La Régie des eaux du pays d’Aix a inauguré une unité de production de biogaz sur le site de la station d’épuration de la Pioline. Cette unité permettra de couvrir les besoins annuels en énergie de quelque 850 foyers.

           

Bruno Cassette, sous-préfet d'Aix, Violaine Richard, vice-présidente de la région Sud Paca, Stéphane Paoli, président de la REPA, Sophie Joissains, maire d'Aix, Roland Giberti, vice-président de la métropole Aix-Marseille-Provence et François Laurent, DG de la REPA © DR
Bruno Cassette, sous-préfet d'Aix, Violaine Richard, vice-présidente de la région Sud Paca, Stéphane Paoli, président de la REPA, Sophie Joissains, maire d'Aix, Roland Giberti, vice-président de la métropole Aix-Marseille-Provence et François Laurent, DG de la REPA © DR
Aix-en-Provence carbure au biogaz. Après Marseille (Sormiou), Apt, Fréjus, Cagnes-sur-Mer et Avignon, la cité du roi René a son unité de production de biométhane issu des boues des stations d’épuration. Cette nouvelle unité déployée par la Régie des eaux du pays d’Aix  (REPA) a été inaugurée par les élus, Sophie Joissains en tête et le sous-préfet d’Aix Bruno Cassette sur la station de la Pioline qui traite les eaux de quelque 165.000 habitants de huit communes du pays d’Aix. Le projet a représenté un investissement de 2,7 millions d’euros HT subventionné pour plus de moitié par l’agence de l’eau (970.500 euros), la région Provence-Alpes-Côte d’Azur (400.000 euros) et l’Ademe (83.000 euros dans le cadre du plan France Relance).

Valorisation

Alors que l’enjeu énergétique est mis cruellement en exergue par la guerre en Ukraine, la valorisation des ressources existantes s’impose comme une évidence. « Les 700 000 Nm3 de biogaz produits par an sur la station sont jusqu’à présent valorisés à 60 % comme combustibles pour les chaudières des digesteurs et les 40 % d’excédents sont brulés en torchère. Leur valorisation permettra de produire 100% de gaz vert qui sera injecté dans le réseau de GRDF », explique François Laurent, directeur général de la Régie des eaux du pays d’Aix. 
L’investissement sera rapidement amorti « puisqu’il devrait générer un revenu estimé entre 500 et 700 000 euros annuel de revente du méthane », indique Stéphane Paoli, l’élu aixois qui préside la REPA.

Amortissement rapide

Mieux, la dépense reste modique comparée à l’unité d’une puissance similaire récemment inaugurée par la ville de Nîmes qui a coûté quelque 20 millions d’euros. « Cette économie a été rendue possible par la mutualisation des investissements au niveau des digesteurs qui servent le métier historique de la REPA, le petit cycle de l’eau et ses nouvelles prérogatives », décrypte Stéphane Paoli. 
Le principe du dispositif est relativement simple : « On récupère le gaz produit par la fermentation des boues et des graisses issues du traitement des eaux usées.
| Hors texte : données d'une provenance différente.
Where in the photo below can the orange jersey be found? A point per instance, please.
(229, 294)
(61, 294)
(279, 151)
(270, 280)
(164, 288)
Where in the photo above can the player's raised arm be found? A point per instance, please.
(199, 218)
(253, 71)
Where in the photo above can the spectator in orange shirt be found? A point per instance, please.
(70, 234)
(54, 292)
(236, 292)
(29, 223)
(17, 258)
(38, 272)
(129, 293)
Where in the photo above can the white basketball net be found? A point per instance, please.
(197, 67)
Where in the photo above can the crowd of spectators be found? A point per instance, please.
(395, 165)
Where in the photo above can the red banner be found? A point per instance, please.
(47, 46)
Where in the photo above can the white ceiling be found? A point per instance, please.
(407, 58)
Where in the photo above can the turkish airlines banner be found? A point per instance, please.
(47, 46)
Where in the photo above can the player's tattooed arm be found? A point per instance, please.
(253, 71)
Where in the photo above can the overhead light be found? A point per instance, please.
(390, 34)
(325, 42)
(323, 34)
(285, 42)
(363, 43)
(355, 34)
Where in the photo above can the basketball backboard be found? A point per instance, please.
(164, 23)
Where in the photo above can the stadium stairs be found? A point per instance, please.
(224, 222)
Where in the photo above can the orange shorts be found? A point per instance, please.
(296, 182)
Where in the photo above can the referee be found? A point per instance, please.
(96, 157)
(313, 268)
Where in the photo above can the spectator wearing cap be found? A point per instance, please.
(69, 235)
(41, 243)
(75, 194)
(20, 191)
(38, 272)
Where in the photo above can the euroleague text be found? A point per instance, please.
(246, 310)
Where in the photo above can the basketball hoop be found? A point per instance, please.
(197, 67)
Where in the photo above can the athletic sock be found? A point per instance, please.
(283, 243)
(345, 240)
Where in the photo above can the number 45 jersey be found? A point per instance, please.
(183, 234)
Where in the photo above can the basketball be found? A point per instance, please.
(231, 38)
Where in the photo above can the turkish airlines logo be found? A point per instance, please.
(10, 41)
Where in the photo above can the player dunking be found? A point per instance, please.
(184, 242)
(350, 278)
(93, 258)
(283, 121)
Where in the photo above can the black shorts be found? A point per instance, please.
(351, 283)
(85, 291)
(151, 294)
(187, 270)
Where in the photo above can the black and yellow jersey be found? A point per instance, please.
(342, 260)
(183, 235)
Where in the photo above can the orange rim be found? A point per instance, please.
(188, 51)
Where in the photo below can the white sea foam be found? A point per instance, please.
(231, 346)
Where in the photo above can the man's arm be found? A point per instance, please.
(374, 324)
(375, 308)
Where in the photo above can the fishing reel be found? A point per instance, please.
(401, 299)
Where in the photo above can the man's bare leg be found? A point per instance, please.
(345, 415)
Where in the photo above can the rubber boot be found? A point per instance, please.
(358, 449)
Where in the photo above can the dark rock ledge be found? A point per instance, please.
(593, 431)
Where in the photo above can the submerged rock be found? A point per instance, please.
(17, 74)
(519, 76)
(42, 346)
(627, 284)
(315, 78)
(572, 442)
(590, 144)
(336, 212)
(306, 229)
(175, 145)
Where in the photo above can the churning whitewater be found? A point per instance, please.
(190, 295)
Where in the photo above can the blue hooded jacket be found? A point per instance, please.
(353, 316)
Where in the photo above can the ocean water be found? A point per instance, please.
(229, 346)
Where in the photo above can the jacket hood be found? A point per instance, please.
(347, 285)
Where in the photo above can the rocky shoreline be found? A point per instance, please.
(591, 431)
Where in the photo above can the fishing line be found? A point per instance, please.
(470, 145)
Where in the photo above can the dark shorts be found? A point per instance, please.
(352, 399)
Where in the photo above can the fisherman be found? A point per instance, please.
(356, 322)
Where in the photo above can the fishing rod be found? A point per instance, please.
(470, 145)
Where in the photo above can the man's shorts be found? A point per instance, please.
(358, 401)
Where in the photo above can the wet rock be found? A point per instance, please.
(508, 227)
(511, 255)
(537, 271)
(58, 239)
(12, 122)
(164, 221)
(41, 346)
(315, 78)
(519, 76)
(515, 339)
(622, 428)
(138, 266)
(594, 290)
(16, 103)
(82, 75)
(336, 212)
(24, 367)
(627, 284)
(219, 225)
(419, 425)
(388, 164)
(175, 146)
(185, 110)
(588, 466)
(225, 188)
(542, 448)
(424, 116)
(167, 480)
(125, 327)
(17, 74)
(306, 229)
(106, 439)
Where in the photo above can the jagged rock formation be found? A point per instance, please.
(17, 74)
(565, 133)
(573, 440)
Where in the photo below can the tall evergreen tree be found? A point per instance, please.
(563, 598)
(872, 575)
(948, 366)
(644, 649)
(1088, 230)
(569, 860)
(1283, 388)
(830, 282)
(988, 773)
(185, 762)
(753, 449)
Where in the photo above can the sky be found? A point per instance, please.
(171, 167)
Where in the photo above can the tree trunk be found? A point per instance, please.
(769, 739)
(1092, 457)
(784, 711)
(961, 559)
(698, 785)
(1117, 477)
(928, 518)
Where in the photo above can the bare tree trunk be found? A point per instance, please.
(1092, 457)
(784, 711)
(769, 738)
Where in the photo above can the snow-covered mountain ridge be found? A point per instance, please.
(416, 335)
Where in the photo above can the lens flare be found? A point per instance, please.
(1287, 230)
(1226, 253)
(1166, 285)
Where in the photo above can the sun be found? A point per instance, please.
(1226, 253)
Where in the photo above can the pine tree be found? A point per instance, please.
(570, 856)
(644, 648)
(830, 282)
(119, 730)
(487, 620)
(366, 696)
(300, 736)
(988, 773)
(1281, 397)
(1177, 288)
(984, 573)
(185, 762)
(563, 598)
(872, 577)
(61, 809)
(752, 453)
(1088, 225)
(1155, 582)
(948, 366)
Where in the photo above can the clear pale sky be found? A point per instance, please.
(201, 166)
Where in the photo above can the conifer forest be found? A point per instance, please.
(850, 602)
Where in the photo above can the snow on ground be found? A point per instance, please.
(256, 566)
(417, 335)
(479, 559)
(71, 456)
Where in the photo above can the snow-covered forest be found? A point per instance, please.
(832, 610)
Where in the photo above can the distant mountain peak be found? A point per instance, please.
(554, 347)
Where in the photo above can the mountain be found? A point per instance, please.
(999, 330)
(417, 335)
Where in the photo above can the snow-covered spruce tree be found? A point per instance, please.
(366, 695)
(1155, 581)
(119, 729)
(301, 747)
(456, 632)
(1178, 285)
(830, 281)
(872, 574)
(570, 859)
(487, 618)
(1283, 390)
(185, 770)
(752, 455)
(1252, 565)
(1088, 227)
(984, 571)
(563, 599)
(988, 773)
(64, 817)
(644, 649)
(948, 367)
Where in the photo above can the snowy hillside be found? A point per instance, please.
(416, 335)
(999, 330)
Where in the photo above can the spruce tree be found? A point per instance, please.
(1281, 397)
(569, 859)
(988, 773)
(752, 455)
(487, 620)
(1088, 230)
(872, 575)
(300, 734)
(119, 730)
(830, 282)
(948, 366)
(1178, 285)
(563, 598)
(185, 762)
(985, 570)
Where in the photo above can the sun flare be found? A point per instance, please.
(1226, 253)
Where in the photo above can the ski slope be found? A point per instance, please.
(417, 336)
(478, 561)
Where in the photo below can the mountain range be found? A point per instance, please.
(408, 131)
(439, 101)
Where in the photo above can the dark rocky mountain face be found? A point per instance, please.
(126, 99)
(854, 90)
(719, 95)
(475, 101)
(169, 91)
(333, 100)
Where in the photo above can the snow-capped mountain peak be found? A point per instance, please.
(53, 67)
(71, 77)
Ce gaz combustible composé essentiellement de méthane et de dioxyde de carbone est ensuite épuré, débarrassé de son CO2, afin d’obtenir du biométhane que nous injectons dans le réseau de distribution de gaz », précise Cédric Jolivet, chef de projet gaz renouvelables chez GRDF. La connexion avec le réseau gaz existant a nécessité l’installation d’un petit tuyau de 170 mètres de long qui passe sous l’emprise de la concession automobile voisine du site. Le reste de l’équipement comprend la mise en place d’un poste d’injection et l’installation d’un système de chauffage et de filtration. « C’est au niveau du poste d’injection que sont assurés l’odorisation, le contrôle, la régulation et le comptage du gaz vert avant son injection dans le réseau », ajoute Cédric Jolivet.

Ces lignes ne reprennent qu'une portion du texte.